2.5. In vitro transfection and gene silencing studies
SK-Hep-1 cells, stably expressing the firefly luciferase gene, were plated at 2 × 104 cells per well in 48-well plates and grown to 60–70% confluent prior to transfection. Luciferase specific siRNA (Luci-siRNA) and negative control (NC siRNA) were formulated into LNPs. Cells were treated with various siRNA-LNPs at indicated concentrations and incubated for another 24 h at 37°C and 5% CO2. The cells were then washed with PBS and lysed. The luciferase activity for each well was determined using Luciferase Reagent (Promega) on a Berthold MicroLumatPlus LB96V plate luminometer. Luciferase down-regulation relative to a control was then determined for each condition. Lipofectamine 2000 (Invitrogen, CA, USA) was used as a positive control. Untreated cells were used as a negative control.
2.6. Cellular uptake study and endosomal release of siRNA by flow cytometry
Cy3 or FAM-siRNA was used to study cellular uptake of LNPs. A total of 6×104 cells were seeded in 24-well plates prior to treatment.

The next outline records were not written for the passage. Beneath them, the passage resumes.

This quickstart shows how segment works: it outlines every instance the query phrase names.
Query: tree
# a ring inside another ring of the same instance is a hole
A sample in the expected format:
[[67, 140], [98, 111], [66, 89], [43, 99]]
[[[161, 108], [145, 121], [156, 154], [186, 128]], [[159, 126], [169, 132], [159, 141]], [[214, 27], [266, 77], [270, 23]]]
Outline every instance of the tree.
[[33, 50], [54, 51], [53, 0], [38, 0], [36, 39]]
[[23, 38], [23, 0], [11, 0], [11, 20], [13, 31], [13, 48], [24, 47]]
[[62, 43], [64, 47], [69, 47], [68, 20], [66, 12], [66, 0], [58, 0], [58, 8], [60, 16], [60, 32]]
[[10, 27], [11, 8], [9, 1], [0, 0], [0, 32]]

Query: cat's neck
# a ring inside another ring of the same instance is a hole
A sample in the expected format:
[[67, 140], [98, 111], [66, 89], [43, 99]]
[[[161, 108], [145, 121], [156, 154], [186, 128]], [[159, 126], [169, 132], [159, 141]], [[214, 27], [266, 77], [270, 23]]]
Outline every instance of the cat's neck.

The cells were rinsed three times with 500 μl phosphate buffered Saline (PBS) (pH=7.4) and fixed in 4% para-formaldehyde 24 h post transfection with free Cy3- or FAM-siRNA, or Cy3- or FAM-siRNA-LNP. The cell suspension was directly introduced into a Beckman Coulter EPICS XL (Beckman Coulter Inc., CA, USA) to determine the fluorescence intensity of Cy3 or FAM. For each cell sample, a minimum of 10,000 events were collected under the LIST mode.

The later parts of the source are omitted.